The first thing in transformation then is to express anger, but not on anybody, because if you express it on somebody you cannot express it totally. You may like to kill, but it is not possible; you may like to bite, but it is not possible. But that can be done to a pillow. A pillow means 'already enlightened'; the pillow is enlightened, a buddha. The pillow will not react, and the pillow will not go to any court, and the pillow will not bring any enmity against you, and the pillow will not DO anything. The pillow will be happy, and the pillow will laugh at you.

The second thing to remember: be aware. In controlling, no awareness is needed; you simply do it mechanically, like a robot. The anger comes and there is a mechanism -- suddenly your whole being becomes narrow and closed. If you are watchful control may not be so easy.

Society never teaches you to be watchful, because when somebody is watchful, he is wide open. That is part of awareness -- one is open, and if you want to suppress something and you are open, it is contradictory, it may come out. The society teaches you how to close yourself in, how to cave yourself in -- don't allow even a small window for anything to go out.

But remember: when nothing goes out, nothing comes in either. When the anger cannot go out, you are closed. If you touch a beautiful rock, nothing goes in; you look at a flower, nothing goes in: your eyes are dead and closed. You kiss a person -- nothing goes in, because you are closed. You live an insensitive life.

Sensitivity grows with awareness. Through control you become dull and dead -- that is part of the mechanism of control: if you are dull and dead then nothing will affect you, as if the body has become a citadel, a defense. Nothing will affect you, neither insult nor love.

But this control is at a very great cost, an unnecessary cost; then it becomes the whole effort in life: how to control yourself -- and then die! The whole effort of control takes all your energy, and then you simply die. And the life becomes a dull and dead thing; you somehow carry it on.

The society teaches you control and condemnation, because a child will control only when he feels something is condemned. Anger is bad; sex is bad; everything that has to be controlled has to be made to look like a sin to the child, to look like evil.

Mulla Nasruddin's son was growing up.

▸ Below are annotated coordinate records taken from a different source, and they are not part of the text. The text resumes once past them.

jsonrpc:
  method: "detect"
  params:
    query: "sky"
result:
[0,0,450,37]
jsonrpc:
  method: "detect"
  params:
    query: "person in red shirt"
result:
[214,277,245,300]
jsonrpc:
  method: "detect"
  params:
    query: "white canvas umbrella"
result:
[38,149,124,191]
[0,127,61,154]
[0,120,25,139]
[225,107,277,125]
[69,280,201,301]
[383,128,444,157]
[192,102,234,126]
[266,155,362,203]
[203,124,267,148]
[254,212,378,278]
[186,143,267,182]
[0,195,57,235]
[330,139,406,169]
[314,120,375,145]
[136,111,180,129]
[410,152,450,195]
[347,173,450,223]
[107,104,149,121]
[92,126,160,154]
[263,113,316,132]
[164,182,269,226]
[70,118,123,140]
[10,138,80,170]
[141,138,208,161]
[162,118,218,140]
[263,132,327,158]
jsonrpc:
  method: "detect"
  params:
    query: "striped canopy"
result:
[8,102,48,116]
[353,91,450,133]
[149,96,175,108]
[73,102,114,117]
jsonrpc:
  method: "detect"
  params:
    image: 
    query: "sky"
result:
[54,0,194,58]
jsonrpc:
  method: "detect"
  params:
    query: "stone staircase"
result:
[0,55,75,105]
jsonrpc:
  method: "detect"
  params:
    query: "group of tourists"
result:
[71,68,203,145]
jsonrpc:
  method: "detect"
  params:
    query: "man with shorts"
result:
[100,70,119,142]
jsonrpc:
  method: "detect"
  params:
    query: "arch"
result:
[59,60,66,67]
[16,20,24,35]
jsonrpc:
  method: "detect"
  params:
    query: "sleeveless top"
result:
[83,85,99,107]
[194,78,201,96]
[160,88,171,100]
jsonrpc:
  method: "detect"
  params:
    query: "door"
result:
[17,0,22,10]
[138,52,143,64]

He was ten years of age and so Mulla thought: Now, this is the time. He is old enough and the secrets of life must be revealed to him. So he called him into his study and gave him the lowdown on sex among birds and bees. And then in the end he told him, 'When you feel your younger brother is old enough, you tell the whole thing to him also.'

Just a few minutes after, when he was passing by the rooms of the kids, he heard the older one, the ten-year-old one, already at work. He was telling the younger: 'Look, you know what people do, that stuff people do when they want to get a child, a baby? Well, Dad says birds and bees do the same darn thing.'

A deep condemnation enters about all that is alive. And sex is the most alive thing -- has to be! It is the source. Anger is also a most alive thing, because it is a protective force. If a child cannot be angry at all, he will not be able to survive. You have to be angry in certain moments. The child has to show his own being, the child has to stand in certain moments upon his own ground; otherwise he will have no backbone.

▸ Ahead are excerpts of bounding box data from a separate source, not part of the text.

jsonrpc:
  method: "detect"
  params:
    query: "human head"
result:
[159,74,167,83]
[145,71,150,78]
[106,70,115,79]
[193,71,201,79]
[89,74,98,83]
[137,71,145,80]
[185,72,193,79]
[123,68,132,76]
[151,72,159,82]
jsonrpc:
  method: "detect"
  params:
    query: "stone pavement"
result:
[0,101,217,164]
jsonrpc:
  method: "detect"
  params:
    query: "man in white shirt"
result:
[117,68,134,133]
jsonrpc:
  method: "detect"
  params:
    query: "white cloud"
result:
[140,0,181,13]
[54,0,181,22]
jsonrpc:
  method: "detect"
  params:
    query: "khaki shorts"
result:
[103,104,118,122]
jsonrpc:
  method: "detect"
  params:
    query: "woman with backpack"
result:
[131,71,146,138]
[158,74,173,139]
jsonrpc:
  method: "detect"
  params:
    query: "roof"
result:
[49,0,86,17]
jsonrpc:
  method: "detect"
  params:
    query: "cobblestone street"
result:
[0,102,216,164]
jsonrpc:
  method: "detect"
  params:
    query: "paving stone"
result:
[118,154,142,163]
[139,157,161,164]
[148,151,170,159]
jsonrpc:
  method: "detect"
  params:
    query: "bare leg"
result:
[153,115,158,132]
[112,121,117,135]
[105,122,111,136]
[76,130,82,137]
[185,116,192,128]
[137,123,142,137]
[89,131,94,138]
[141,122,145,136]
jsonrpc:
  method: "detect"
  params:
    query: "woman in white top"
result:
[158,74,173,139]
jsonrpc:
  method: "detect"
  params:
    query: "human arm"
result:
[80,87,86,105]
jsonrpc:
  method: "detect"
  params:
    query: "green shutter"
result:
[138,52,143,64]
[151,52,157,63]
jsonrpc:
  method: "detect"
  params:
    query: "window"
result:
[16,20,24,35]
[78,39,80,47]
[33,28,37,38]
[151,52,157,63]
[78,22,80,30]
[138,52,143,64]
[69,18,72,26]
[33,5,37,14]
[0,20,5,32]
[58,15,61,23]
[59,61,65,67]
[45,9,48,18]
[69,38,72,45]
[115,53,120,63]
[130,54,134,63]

Anger is beautiful; sex is beautiful. But beautiful things can go ugly. That depends on you. If you condemn them, they become ugly; if you transform them, they become divine. Anger transformed becomes compassion -- because the energy is the same. A buddha is compassionate: from where does his compassion come? This is the same energy that was moving in anger; now it is not moving in anger, the same energy is transformed into compassion. From where does love come? A Buddha is loving; a Jesus is love. The same energy that moves into sex becomes love.